I’ve been using various forms of machine learning for quite a few years. I built and deployed a product recommendation system for a client in 2016, and have been running all sorts of models on a variety of infrastructure ever since.
I’m a little uncomfortable with where we are with “AI” today.
Energy/Water requirements
It looks like it's probably a lot? I spent a few hours trying to get my head around just how much. I eventually gave up, noting that google signing deals to build nuclear power stations, probably indicates the answer is: a lot.
If a new customer enters the market and starts buying a lot product, the price increases. When those products are water and electricity, presumably life gets more expensive for everybody.
Why are so many people seemingly comfortable with this? I’m confused. I’m fairly certain I must be missing something. What am I misunderstanding?
IP, copyright, etc
The large language, image diffusion and generative music models out there look a lot like theft to me. I'm not sure I need to add anything to that.
The form of that theft also means lots of bots endlessly crawling everything, using yet more compute and bandwidth and royally pissing off a good number of people at the same time.
It feels to me like we used to have laws protecting this stuff, and pretty much overnight decided: nah - they're getting in the way; get rid.
It also seems to mean a lot more "Just checking you're human" hoops to jump through, making life just a little bit more shit.
21st Century Enclosure
Once you use these tools (particularly for software development), I think it becomes quite difficult to stop. This isn't because your ability to create code by hand is atrophying. Rather, the experience of dreaming up features, and setting an LLM agent off on them is quite different from coding that feature yourself.
The idea of trying to compete with people who are using these tools is quite a difficult one. And not just because folk who are using the tools are going quicker than you. Those guys are able to experiment with ideas more quickly. It is cheap for them to test some mad-cap invention in their system and toss it away when it doesn't work. They can explore more avenues than you.
It's possible that Claude et al may corner the software development market, not by being more efficient or creating a higher quality output, but simply by causing all the folk not using them to collectively throw up their and and ask "What's the fucking point?"
"Cornering the software development market" sounds like an odd way to phrase this. I put it like that because I don't understand the economics of the whole thing. The numbers are too big for me to make sense of. I'm not convinced that your £15/month Claude subscription is really covering the costs and turning a profit. I'm not convinced it would be if it was £150/month. I don't understand how much this service really costs. Once the last hold-outs have finally given up and retrained as gardeners, I think we'll probably find out.
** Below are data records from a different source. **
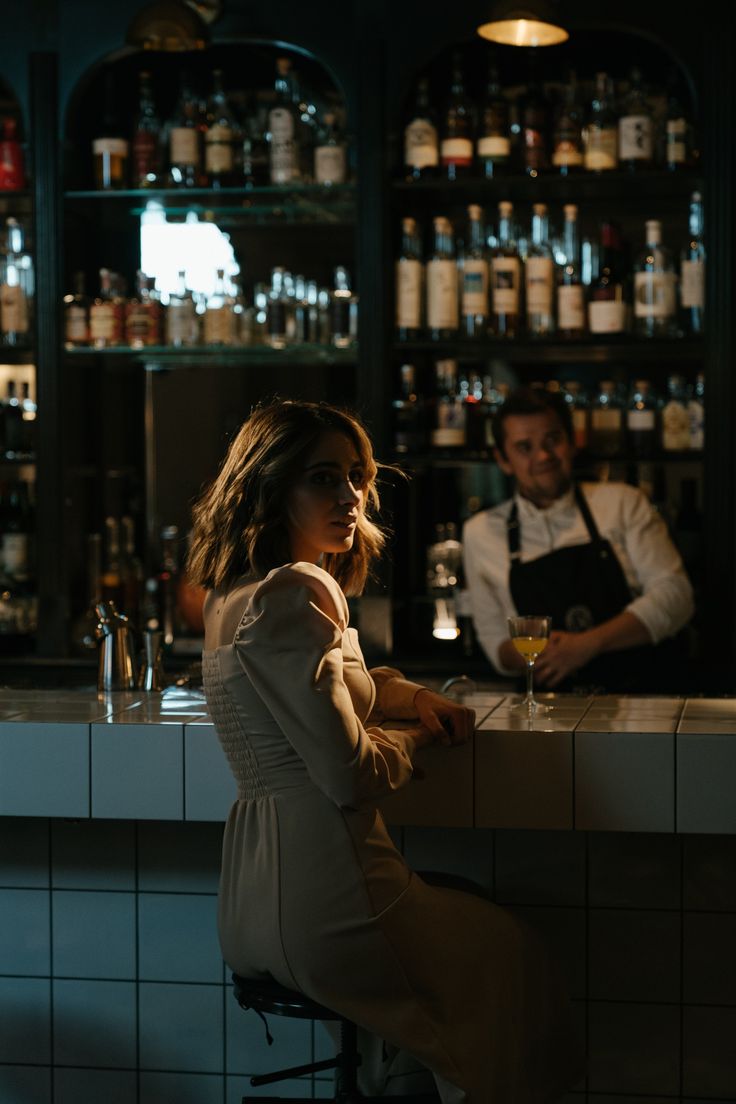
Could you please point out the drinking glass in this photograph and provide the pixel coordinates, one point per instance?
(530, 635)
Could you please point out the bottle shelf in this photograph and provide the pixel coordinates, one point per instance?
(274, 204)
(558, 351)
(156, 358)
(622, 187)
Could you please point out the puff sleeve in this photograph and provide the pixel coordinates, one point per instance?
(289, 645)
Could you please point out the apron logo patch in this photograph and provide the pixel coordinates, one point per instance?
(578, 618)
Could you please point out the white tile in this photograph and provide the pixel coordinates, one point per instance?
(443, 797)
(137, 771)
(210, 787)
(625, 781)
(706, 782)
(523, 777)
(45, 770)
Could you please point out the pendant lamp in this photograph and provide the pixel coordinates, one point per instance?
(523, 23)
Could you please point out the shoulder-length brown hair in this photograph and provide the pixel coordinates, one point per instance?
(240, 519)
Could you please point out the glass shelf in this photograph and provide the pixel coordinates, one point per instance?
(264, 205)
(157, 358)
(558, 351)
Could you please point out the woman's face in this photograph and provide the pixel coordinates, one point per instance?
(327, 499)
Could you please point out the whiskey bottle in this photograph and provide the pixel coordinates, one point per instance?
(443, 312)
(475, 278)
(493, 140)
(146, 170)
(636, 126)
(654, 282)
(458, 125)
(283, 129)
(220, 136)
(409, 284)
(600, 130)
(571, 292)
(539, 273)
(420, 139)
(17, 287)
(184, 154)
(505, 277)
(692, 273)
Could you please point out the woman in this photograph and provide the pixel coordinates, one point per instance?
(312, 891)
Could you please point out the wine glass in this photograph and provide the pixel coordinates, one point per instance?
(530, 635)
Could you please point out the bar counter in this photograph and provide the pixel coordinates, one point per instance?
(644, 764)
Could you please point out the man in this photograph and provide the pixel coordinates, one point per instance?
(596, 556)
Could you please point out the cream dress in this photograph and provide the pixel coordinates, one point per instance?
(313, 892)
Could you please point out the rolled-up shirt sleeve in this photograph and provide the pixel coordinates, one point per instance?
(665, 603)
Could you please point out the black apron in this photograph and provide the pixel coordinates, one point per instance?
(584, 585)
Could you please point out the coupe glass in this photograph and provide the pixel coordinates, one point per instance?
(530, 635)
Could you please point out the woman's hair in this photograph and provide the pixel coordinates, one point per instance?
(241, 518)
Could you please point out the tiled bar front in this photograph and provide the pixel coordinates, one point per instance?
(609, 827)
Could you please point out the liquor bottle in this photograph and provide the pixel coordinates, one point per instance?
(636, 126)
(600, 131)
(641, 421)
(219, 321)
(449, 424)
(607, 298)
(343, 310)
(76, 315)
(330, 152)
(692, 272)
(106, 315)
(283, 129)
(17, 287)
(146, 171)
(567, 131)
(181, 320)
(12, 171)
(676, 128)
(443, 306)
(184, 136)
(571, 292)
(696, 413)
(475, 277)
(110, 147)
(606, 435)
(654, 282)
(534, 125)
(675, 416)
(505, 277)
(144, 317)
(456, 146)
(420, 137)
(220, 136)
(409, 414)
(580, 413)
(409, 284)
(493, 140)
(540, 276)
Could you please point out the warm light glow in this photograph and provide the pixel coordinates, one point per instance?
(523, 32)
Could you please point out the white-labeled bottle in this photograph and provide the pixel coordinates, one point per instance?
(443, 306)
(540, 276)
(475, 277)
(654, 286)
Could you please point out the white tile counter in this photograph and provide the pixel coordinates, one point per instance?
(603, 764)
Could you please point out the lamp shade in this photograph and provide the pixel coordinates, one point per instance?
(525, 23)
(170, 25)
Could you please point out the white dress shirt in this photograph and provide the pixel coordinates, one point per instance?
(653, 569)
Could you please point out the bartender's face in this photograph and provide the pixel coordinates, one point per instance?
(326, 501)
(539, 455)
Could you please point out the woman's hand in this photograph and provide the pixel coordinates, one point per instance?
(447, 721)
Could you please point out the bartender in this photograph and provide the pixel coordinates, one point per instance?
(596, 558)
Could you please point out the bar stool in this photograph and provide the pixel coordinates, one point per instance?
(269, 997)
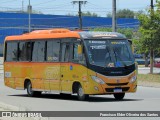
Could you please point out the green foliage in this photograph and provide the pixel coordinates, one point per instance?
(124, 13)
(149, 29)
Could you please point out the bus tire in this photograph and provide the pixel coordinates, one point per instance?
(30, 92)
(119, 96)
(80, 94)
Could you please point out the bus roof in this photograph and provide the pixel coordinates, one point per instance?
(111, 35)
(65, 33)
(45, 34)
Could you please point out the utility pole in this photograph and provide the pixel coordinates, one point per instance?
(80, 12)
(152, 49)
(29, 16)
(114, 23)
(22, 6)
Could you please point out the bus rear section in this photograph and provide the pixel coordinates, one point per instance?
(69, 62)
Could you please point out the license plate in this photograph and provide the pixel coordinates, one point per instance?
(117, 90)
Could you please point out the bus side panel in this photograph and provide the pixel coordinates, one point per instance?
(46, 76)
(52, 77)
(9, 78)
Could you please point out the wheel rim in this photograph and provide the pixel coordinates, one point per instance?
(30, 89)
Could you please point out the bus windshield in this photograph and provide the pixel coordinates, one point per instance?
(109, 53)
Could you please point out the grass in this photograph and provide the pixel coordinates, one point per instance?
(149, 78)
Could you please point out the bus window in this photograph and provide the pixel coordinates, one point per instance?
(65, 52)
(53, 48)
(77, 58)
(11, 51)
(38, 53)
(24, 51)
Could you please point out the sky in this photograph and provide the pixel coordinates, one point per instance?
(64, 7)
It looks to me like a few companies are seizing the means of production here. The days of being able to dream up some invention and then bring it to life with just your laptop and your time might be coming to an end?
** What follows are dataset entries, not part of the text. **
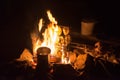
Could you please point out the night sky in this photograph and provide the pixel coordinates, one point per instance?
(19, 17)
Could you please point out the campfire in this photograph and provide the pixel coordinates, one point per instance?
(57, 40)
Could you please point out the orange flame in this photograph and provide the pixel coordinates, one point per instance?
(51, 37)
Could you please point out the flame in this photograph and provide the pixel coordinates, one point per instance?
(51, 37)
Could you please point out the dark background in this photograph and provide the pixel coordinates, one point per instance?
(19, 17)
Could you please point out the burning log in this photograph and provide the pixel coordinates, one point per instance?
(42, 63)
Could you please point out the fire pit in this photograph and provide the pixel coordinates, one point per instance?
(56, 57)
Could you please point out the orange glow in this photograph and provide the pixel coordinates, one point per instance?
(51, 37)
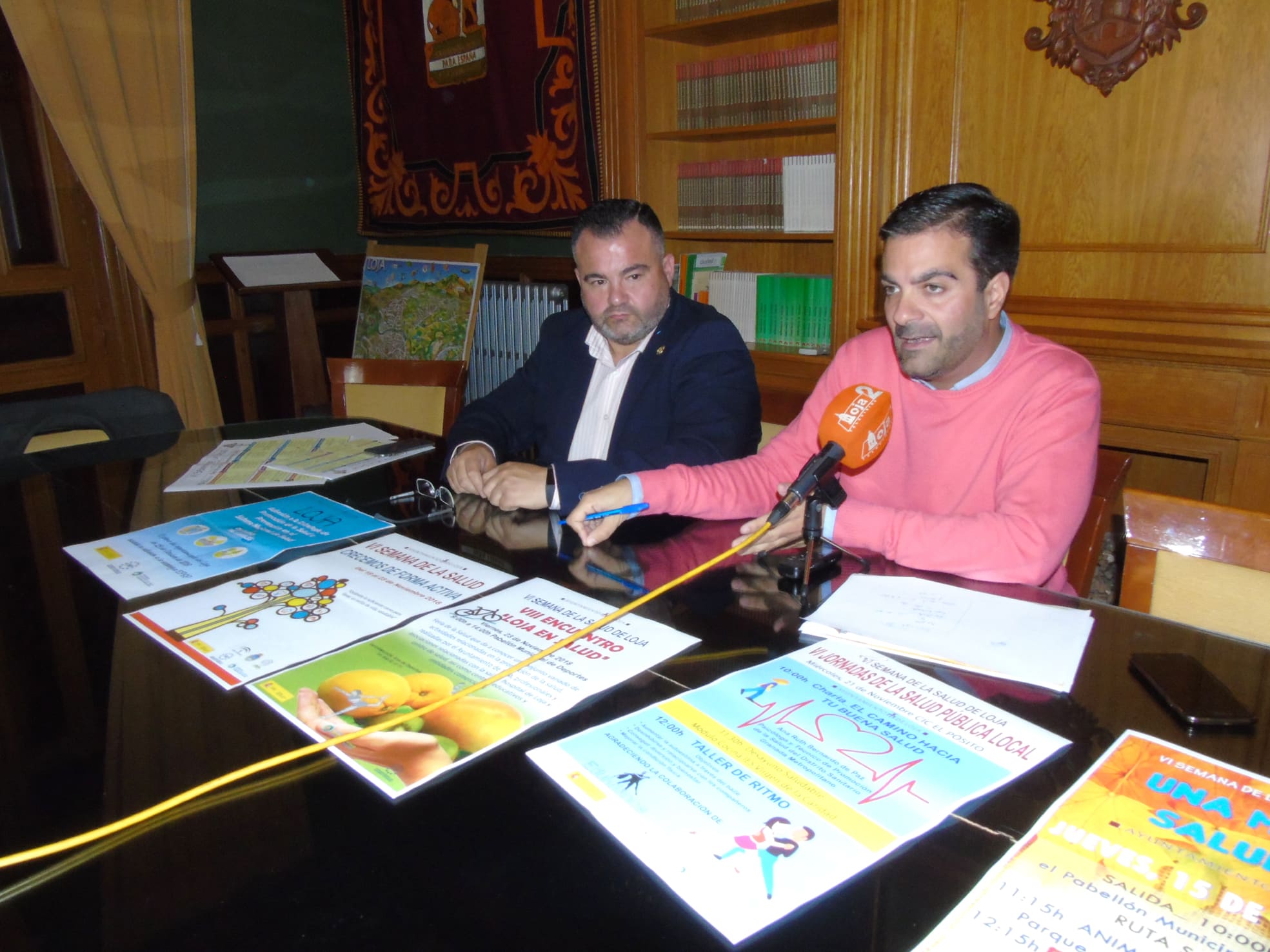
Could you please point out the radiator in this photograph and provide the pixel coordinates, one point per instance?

That's a lot of code you have there
How do you feel about reviewing code when the person who created the PR hasn't read it?
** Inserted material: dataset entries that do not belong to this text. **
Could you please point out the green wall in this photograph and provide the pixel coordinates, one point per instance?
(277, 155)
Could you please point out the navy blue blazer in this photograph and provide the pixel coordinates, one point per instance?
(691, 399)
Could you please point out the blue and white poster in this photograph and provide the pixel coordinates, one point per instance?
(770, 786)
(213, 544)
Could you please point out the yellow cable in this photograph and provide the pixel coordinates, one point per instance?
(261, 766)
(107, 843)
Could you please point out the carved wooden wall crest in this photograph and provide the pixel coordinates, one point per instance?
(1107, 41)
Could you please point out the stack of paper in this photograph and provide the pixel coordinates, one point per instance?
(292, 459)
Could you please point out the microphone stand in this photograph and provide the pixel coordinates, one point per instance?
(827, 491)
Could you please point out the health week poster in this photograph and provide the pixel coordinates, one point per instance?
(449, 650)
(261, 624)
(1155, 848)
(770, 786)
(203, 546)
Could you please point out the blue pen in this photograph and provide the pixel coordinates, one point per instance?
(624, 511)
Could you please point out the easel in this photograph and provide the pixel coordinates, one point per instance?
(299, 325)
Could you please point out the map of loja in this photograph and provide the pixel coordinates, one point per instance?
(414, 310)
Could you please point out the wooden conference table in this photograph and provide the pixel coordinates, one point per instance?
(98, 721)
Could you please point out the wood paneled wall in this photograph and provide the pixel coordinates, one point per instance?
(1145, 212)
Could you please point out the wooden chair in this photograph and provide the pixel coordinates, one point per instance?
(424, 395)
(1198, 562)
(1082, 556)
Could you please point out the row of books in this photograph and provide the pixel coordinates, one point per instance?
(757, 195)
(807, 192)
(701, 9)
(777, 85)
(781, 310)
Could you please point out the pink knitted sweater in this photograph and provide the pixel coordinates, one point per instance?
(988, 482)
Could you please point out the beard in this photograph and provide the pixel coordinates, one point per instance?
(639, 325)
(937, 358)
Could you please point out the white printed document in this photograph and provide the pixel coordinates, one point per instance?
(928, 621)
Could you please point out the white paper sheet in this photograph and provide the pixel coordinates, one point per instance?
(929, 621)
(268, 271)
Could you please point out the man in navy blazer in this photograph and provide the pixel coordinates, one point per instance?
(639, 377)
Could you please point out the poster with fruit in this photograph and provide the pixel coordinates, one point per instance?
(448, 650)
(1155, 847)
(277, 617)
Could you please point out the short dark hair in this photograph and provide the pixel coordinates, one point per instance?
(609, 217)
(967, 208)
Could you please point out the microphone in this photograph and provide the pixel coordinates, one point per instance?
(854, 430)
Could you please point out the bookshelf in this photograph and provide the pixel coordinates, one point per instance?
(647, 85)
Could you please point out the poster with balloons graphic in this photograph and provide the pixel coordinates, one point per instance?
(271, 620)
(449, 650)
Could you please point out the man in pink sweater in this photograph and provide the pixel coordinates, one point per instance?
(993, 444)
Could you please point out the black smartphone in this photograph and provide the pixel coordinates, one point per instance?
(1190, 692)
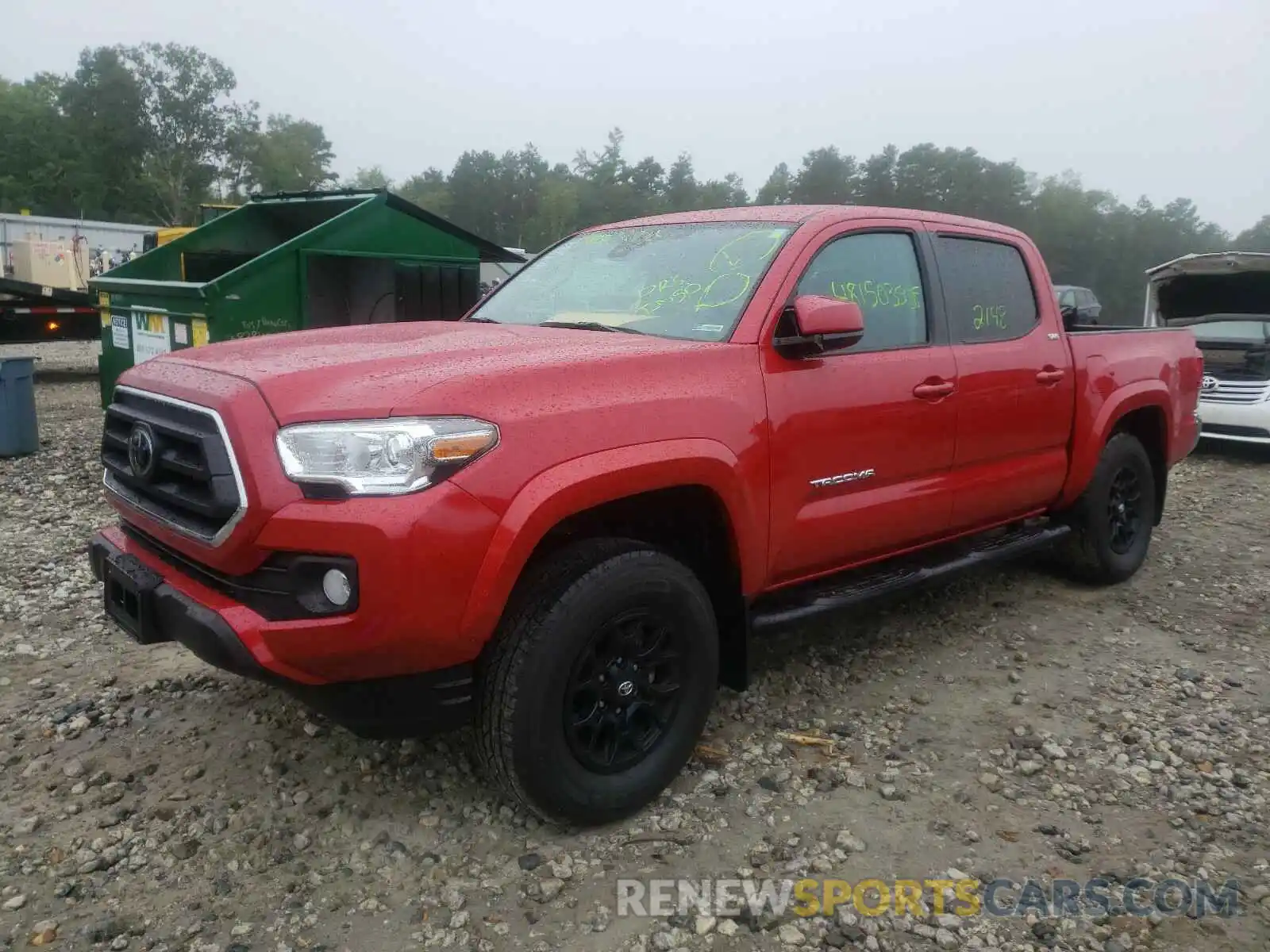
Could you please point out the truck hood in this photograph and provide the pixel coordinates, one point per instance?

Can your PR tools even keep up with the amount of code that's being generated? I've long been of the opinion that code is expensive, and less is generally better. I think I was wrong. It seems like we found a way to turn electricity directly into code, and we've set about it with a surprising vigour.
Poor communication
We seem to be quite bad at communicating what these technologies actually are and how they work. We group everything under this "AI" title that’s quite unhelpful. Machine Learning is being used in various forms, for all sorts of useful tasks. Many of these tasks can continue to progress without the IP theft, destruction of the creative industries, or boiling the ocean. It is not just all “AI”.
What next
I don't really know. It feels like a pretty reckless experiment we're all running at the moment. One that might make everybody's lives a little bit worse. Or a lot worse. Maybe there's nothing to worry about, it will turn out it is all sustainable after all and many good things will happen.
I'd not be being wholly truthful if I said I didn't have one eye on getting trained up and into the gardening business before the market gets flooded.